Monday, Dec. 25, 1989
In Europe, History Repeats Itself
By MICHAEL MANDELBAUM
When dizzying change sweeps the world, foreign-policy experts often turn to history to find precedents for the headlines. They want to reassure themselves that there is nothing entirely new under the sun and perhaps even to find clues to the future. The current upheavals in Eastern Europe have inspired comparisons to another revolutionary year in European history. In recent weeks former presidential National Security Adviser Zbigniew Brzezinski, Columbia University historian Fritz Stern, and editorial writers in the New York Times and Boston Globe have drawn parallels between 1989 and 1848.
The Springtime of Nations, as the 1848 events were known, was a chain reaction of democratic revolutions that erupted against the autocratic rule of hereditary monarchs and in favor of democracy. It began in Paris and spread south to Italy and east to Poland. Crowds gathered in major European cities, including Berlin, Prague, Budapest and Vienna demanding an end to the regimes imposed on them three decades earlier by the victorious kings, emperors and statesmen in the great European war that Napoleon Bonaparte unleashed.
In 1848 as in 1989, men with little or no political experience were suddenly thrust into positions of leadership. Then as now, the European uprisings fanned the flames of nationalism and raised what came to be known as "the German question" -- the possibility that all Germans would unite in one state. In 1848 the widely despised symbol of the old order was the aged Austrian Chancellor, Klemens von Metternich. His flight from Vienna touched off the kind of rejoicing that greeted the opening of the Berlin Wall this November.
But the revolutions of 1848 failed. The leaders of the uprisings fell out among themselves, and the forces of conservatism managed to regain control. Autocrats in Austria and Prussia revoked constitutions they had granted under popular pressure, and Bonaparte's flamboyant nephew, Louis Napoleon, became dictator of France.
There are, however, important and auspicious differences between 1848 and 1989. In 1848 multinational empires dominated Europe. The revolutionaries wanted to dismember them, but could not agree on where the new boundaries should be drawn. Such questions as how far Germany should extend and whether there should be an independent Poland provoked heated debate and considerable bloodshed well into the 20th century. Now they have been settled. At issue this year is not the location of Europe's borders but simply whether Communist or democratic governments should exercise power within them.
In the mid-19th century the great powers opposed the upsurge of democracy.

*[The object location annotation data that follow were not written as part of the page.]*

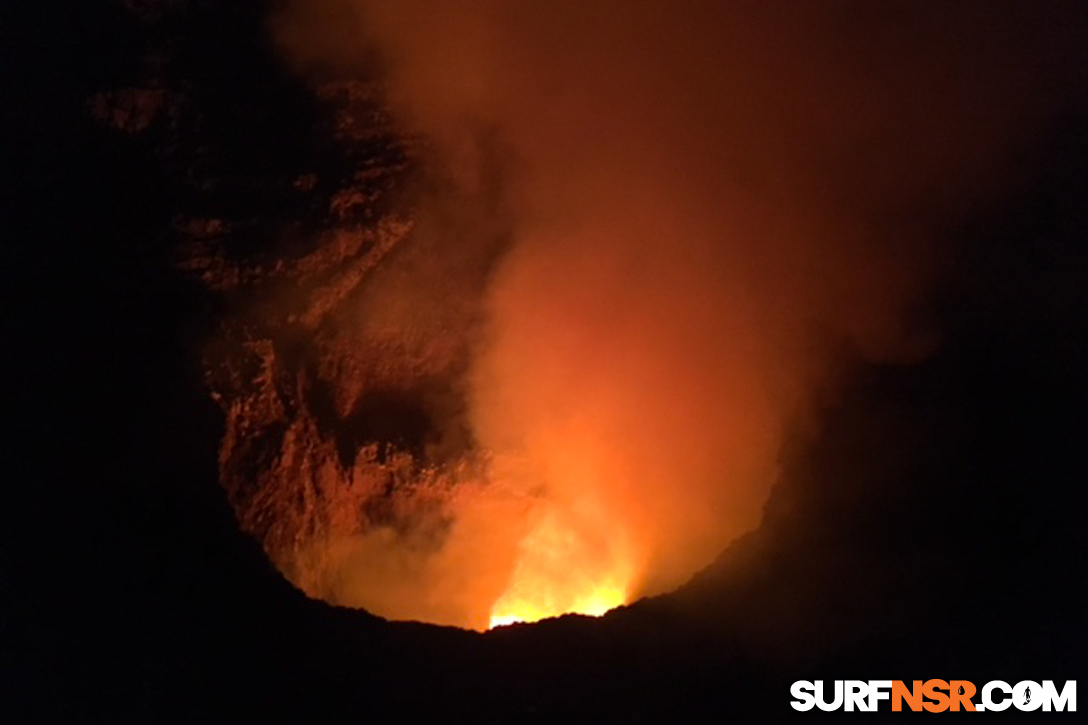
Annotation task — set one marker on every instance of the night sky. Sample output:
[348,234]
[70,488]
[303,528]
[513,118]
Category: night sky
[925,520]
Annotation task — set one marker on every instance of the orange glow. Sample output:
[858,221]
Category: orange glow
[563,568]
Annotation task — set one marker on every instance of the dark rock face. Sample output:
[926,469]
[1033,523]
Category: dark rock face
[164,188]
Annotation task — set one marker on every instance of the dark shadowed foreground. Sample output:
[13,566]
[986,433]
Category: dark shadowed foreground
[926,521]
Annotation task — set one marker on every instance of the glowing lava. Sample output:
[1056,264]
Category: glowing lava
[566,565]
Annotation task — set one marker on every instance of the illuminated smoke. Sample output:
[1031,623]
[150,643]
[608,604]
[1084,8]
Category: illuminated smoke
[703,198]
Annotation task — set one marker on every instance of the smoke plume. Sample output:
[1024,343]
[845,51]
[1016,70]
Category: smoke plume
[697,201]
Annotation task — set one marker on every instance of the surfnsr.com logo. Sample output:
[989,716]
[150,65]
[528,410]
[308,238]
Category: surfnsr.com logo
[932,696]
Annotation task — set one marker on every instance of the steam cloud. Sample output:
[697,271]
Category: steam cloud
[703,199]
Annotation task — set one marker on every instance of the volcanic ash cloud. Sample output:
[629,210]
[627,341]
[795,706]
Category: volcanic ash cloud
[701,197]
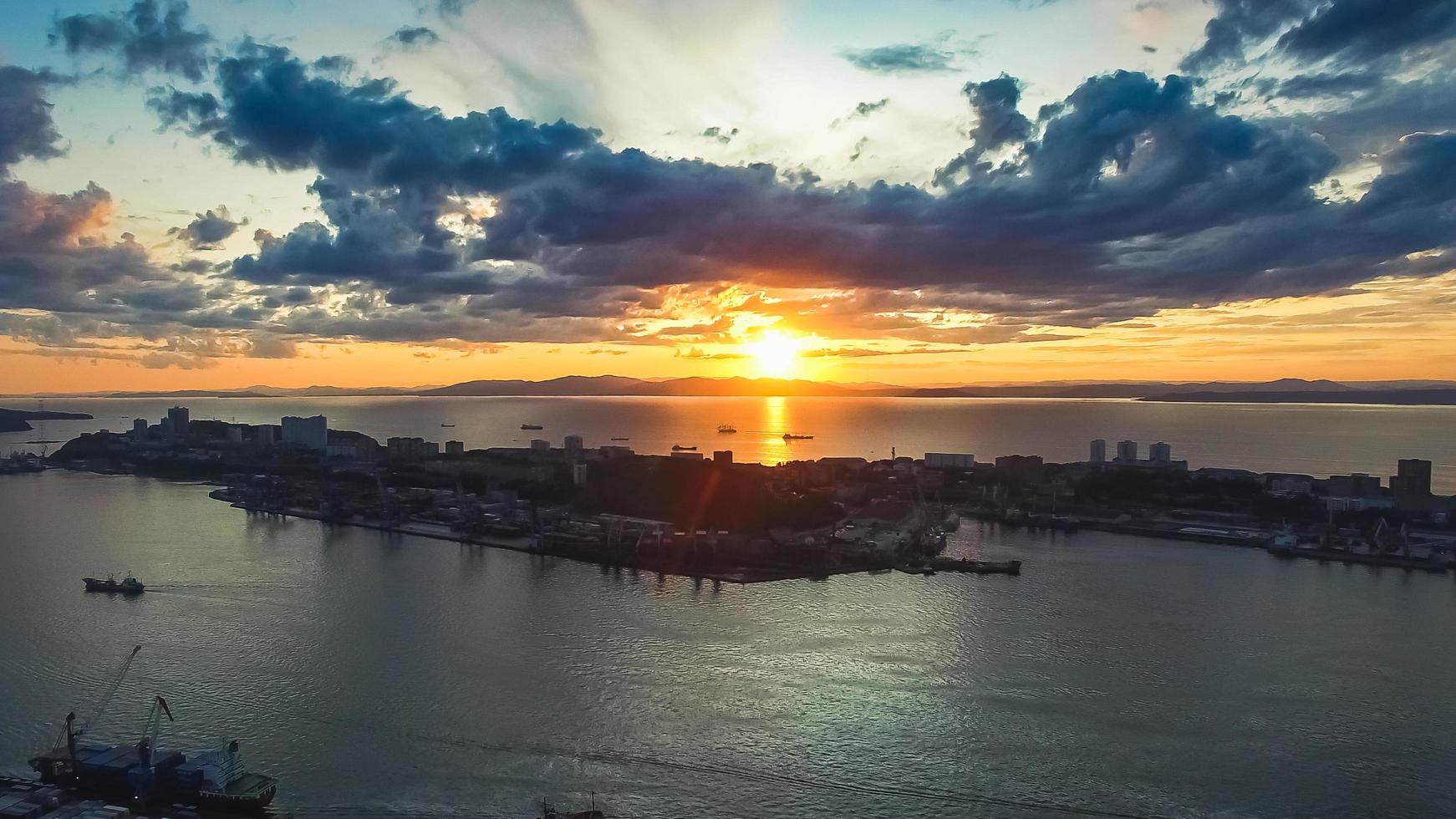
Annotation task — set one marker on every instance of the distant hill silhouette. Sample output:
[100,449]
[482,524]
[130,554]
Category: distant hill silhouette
[19,420]
[1281,390]
[1404,398]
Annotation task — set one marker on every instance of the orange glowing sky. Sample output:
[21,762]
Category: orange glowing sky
[824,190]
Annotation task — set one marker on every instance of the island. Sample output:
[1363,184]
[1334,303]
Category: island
[19,420]
[706,516]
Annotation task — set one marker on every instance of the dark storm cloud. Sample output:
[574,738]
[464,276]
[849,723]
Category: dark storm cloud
[1342,31]
[1369,29]
[928,57]
[25,117]
[1128,188]
[208,229]
[149,35]
[415,37]
[1305,86]
[998,124]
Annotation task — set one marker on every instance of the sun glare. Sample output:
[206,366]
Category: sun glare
[775,354]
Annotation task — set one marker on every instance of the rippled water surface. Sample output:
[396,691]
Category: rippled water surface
[1303,438]
[398,677]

Czar Nicholas I of Russia, for example, sent an army to Hungary to crush the revolt there. By contrast, this year's revolutionaries have had the tacit blessing, and sometimes the explicit encouragement, of the Czar's successor as the most powerful man in Russia, Mikhail Gorbachev. By what he has done -- and, perhaps more important, by what he has refrained from doing -- the Soviet leader has made possible the astonishing events of this year.
No less significant has been the restraint of the European revolutionaries themselves. In 1848 armed mobs and soldiers waged pitched battles. The enduring image of that year was the barricade, often stained with blood. This year citizens have also taken to the streets, but the demonstrations in Eastern Europe have been peaceful. The symbols of 1989 are hand-lettered banners, candles, flowers and, in Prague, jingling key chains. So far there have been no Molotov cocktails exploding in city squares or Communist functionaries swinging from lampposts. In East Germany the protesters have barely mentioned the Soviet Union, and they have been careful not to advocate leaving the Warsaw Pact. Such forbearance not only is essential to avoid provoking Soviet intervention but also suggests that the revolutionaries of 1989 possess the patience and ingenuity that will be necessary to build democratic political institutions and make the painful transition from planned to market economies.
Their discipline and sophistication may also mean that the nature of revolution is undergoing a revolution. By coincidence, Karl Marx published (with Friedrich Engels) The Communist Manifesto in 1848. The events of that year helped inspire the tradition that now bears his name. Marxist revolution came to mean conspiratorial elites forcibly seizing power and reshaping society to their own purposes. The consequences have been political oppression, economic backwardness, rampant militarism and moral ruin.
In the streets of Eastern Europe this year, a different revolutionary tradition has replaced the old one. With its respect for nonviolence and the rule of law, and even a degree of forgiveness for those who have abused power, it is the tradition of Thoreau, Gandhi, Martin Luther King Jr. and Lech Walesa. If that spirit is sustained, this year's events, unlike those of 1848, could lead to the establishment of stable, durable and peaceful democracies.